De la conformité de l’Ortôgrafe Francéze avec la prononſiaſion.


C Omme les régles que je donnerai dans ce petit Traité, ſont opozées à céles que les Grammairiens ont établies ſur l’üzaje ordinaire ; je prie le Lecteur de le lire antiéremant, avant que d’an jujer : car les opinions des hommes ſont trés-diferantes, touchant l’Ortôgrafe Francéze.

Les uns panſent qu’éle doit étre conforme à la parole ; & les autres âſûrent qu’éle doit marquer l’origine des mos que nous amploïons pour exprimer nos panſées.

Ceus qui ne ſavent pas la Langue Latine, & qui ont de l’eſprit, dizent que nous devons écrire comme nous parlons : mais quelques Savans ſoûtiénent que céte metôde, nous faizant perdre l’origine des paroles, nous ampécherét d’an conétre la propre ſignificaſion.

Il ſample que les premiers, qui n’ont pas âſés de force pour bien établir leur opinion, n’aient pas âſés d’autorité pour nous oblijer à la ſuivre. Comme les autres ne peuvent ſoûfrir que l’on face injure à la Langue Latine, ni à la Gréque, ils s’atachent à leurs ſantimans avec beaucoup d’opiniâtreté.

Ie ne veus pas condamner ces deus Langues ; puî qu’éles ont leur beauté, aûſi bien que leur üzaje : mais je puis dire (ſans m’élogner de la vérité) que ceus qui ont un atachemant particulier pour éles, ne ſont pas ordinairement les plus éclairés dans la Langue Francéze. Ils ſont ſamblables à ceus qui parlent continuélemant de ce qui regarde les autres, ſans panſer à leurs propres âfaires : & il ârive ſouvant que dans le chois des chozes qui ſont utiles pour le bien public, le jujemant de ceus qui ont beaucoup de lumiére ſans étude, doit étre préferé à l’opinion de ceus qui ont une Bibliétéque antiére dans leur téte.

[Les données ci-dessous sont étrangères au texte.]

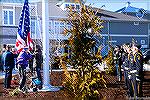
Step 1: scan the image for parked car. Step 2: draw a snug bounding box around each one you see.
[143,49,150,64]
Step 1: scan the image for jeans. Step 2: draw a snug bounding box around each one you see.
[4,67,13,88]
[130,74,143,98]
[36,67,42,84]
[115,64,122,81]
[18,65,26,90]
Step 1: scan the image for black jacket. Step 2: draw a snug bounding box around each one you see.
[34,50,43,67]
[2,50,15,69]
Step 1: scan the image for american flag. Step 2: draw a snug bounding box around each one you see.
[16,0,33,53]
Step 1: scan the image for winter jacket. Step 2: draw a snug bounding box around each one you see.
[34,49,43,67]
[2,50,15,69]
[17,51,32,67]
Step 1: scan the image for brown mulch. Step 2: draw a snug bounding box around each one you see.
[0,71,130,100]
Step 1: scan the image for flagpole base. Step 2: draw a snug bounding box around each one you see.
[38,84,61,92]
[28,84,61,92]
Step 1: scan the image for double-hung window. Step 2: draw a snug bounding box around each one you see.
[54,21,60,34]
[60,22,64,34]
[31,19,36,38]
[2,9,15,25]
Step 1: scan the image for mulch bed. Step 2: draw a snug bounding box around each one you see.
[0,71,129,100]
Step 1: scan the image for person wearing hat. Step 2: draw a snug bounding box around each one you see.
[129,43,143,98]
[113,45,122,81]
[124,43,134,97]
[122,43,130,89]
[17,47,32,92]
[1,45,15,88]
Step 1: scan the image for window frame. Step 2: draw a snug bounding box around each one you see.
[2,9,15,26]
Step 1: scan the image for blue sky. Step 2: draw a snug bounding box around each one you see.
[86,0,150,11]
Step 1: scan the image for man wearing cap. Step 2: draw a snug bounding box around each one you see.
[17,47,32,92]
[130,43,143,98]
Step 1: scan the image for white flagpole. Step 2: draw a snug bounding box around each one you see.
[41,0,60,91]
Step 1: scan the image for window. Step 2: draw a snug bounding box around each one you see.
[4,11,8,24]
[54,21,65,34]
[60,22,65,34]
[49,21,53,34]
[51,20,71,35]
[54,21,60,34]
[134,22,139,25]
[9,11,13,25]
[31,20,36,38]
[2,9,14,25]
[141,40,145,44]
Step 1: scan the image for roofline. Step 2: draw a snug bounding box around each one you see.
[102,18,150,23]
[91,7,150,22]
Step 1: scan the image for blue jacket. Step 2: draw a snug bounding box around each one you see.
[17,51,32,67]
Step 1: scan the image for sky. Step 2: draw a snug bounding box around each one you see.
[29,0,150,12]
[86,0,150,11]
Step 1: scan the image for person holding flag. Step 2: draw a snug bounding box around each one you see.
[17,47,32,92]
[15,0,33,92]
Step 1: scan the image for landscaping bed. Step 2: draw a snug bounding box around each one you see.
[0,70,134,100]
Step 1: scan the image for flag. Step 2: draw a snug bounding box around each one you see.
[16,0,33,53]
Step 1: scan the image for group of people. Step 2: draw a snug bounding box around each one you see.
[0,42,144,97]
[0,44,43,92]
[113,42,143,98]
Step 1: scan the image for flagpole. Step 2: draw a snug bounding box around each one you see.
[41,0,60,91]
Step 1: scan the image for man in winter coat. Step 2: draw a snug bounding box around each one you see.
[2,45,15,88]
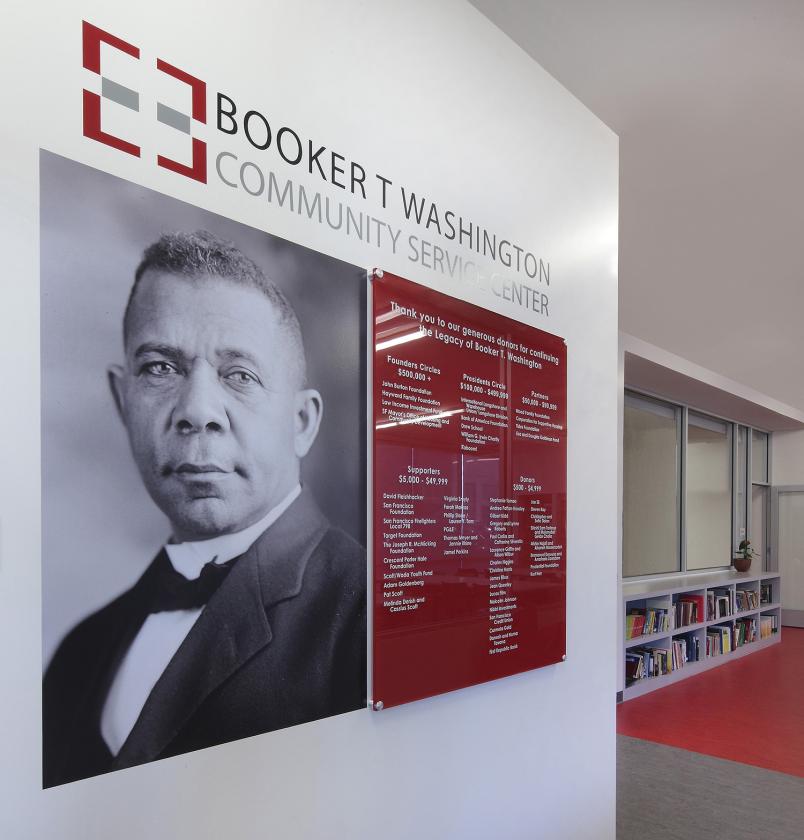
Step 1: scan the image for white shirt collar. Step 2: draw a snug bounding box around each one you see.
[164,484,301,580]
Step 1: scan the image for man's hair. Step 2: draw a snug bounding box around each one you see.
[124,230,307,387]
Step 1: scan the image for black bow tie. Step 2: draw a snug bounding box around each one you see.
[149,552,237,613]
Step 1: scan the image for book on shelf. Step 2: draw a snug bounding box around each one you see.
[625,612,645,639]
[625,652,643,684]
[671,635,700,670]
[626,607,669,639]
[625,645,672,686]
[706,625,733,657]
[760,583,773,605]
[735,617,757,646]
[760,615,779,638]
[736,589,759,612]
[674,594,703,627]
[708,588,735,621]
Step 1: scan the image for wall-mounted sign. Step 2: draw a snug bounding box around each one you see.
[372,271,567,709]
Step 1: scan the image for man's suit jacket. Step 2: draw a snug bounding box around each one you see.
[43,490,366,788]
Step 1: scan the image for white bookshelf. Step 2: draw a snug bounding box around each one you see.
[621,569,781,701]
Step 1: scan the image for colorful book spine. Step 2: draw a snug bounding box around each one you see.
[626,608,669,639]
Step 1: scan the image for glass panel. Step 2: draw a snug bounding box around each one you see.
[687,413,731,570]
[778,491,804,609]
[752,430,769,483]
[751,485,768,572]
[622,394,680,576]
[736,426,748,547]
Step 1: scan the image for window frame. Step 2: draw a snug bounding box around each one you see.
[623,387,771,580]
[748,429,772,571]
[622,391,683,577]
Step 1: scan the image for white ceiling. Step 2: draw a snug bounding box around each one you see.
[470,1,804,413]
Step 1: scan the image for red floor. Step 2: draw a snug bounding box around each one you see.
[617,627,804,778]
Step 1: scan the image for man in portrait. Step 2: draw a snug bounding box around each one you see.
[43,231,366,787]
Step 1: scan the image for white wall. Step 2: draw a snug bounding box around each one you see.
[0,2,619,838]
[471,1,804,418]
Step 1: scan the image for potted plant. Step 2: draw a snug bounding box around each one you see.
[733,539,755,573]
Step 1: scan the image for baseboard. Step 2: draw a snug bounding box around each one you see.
[782,608,804,628]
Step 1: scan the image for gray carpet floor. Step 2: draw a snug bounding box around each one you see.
[617,735,804,840]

Cété vérité parét dans la diſpute que l’on fait ſur l’Ortôgrafe Francéze, où il faut plûtôt ſuivre le ſantimant de ceus qui n’ont point d’étude, que celui de quelques Savans qui le méprizent.

Il peut étre confirmé par de bonnes raizons ; car les mémes principes qui nous enſégnent que la beauté des Siances dépand de l’ordre ; & que la Langue Francéze ét trés-parfaite, prouvent que la prononſiaſion des mos qui la compozent, doit étre la régle de l’Ortôgrafe que nous ï devons obſerver. Car comme nos conſepſions ſont le portrait des chozes que nous pouvons conétre ; & que la parole ét celui de la panſée, il ét aûſi trés-certain que l’écriture ét le portrait de la parole.

L’ordre ne relüit pas dans les écris de tous les Filozofes ; ils avoüent pourtant d’vn commun conſantemant, qu’il nous aide à bien conſevoir les chozes que nous pouvons conétre : car les conſepſions que nous pouvons avoir des chozes qui ſont dans la nature, ou des axions que nous faizons, ſont des portrais qui les reprézantent ; & le portrait d’une choze la doit reprézanter comme éle ét pour étre véritable.

Les chozes qui ſont dans la nature, ï ſont diſpozées par ordre ; & cét ordre ét une preuve tres-évidante de la ſajéſe divine ; c’ét pourquoi il faut conétre les chozes par ordre pour les bien conétre.

Il faut faire le méme jujemant des axions de l’antandemant, de la volonté, & de l’apétit ſanſüel ; c’ét à dire, qu’il faut âſûrer, que celui qui an veut avoir une parfaite conéſance, an doit conétre l’ordre : car éles ſont reſûës par ordre dans les facultés qui les produizent.

Comme la parole ét le portrait de la panſée, la beauté d’une langue conſiſte principalemant à exprimer les chozes ſelon l’ordre des conſepſions : d’où vient que la Langue Francéze ét trés-parfaite, à cauze que l’ordre de ſes expréſions répond à celui des panſées. Comme les Noms ï précédent les Verbes, on ï ſuit l’ordre de la nature ; car les Noms, qui ſignifient les chozes, ou les perſonnes, doivent précéder les Verbes, qui ſignifient ordinairement les axions.

Anfin puîque l’écriture ét le portrait de la parole, la prononſiaſion des mos qui compozent la Langue Francéze, doit étre la régle de l’Ortôgrafe que nous ï devons obſerver.

Nous ſuivrons céte métôde, ſi nous conſidérons les avantajes que le public an poûra reſevoir.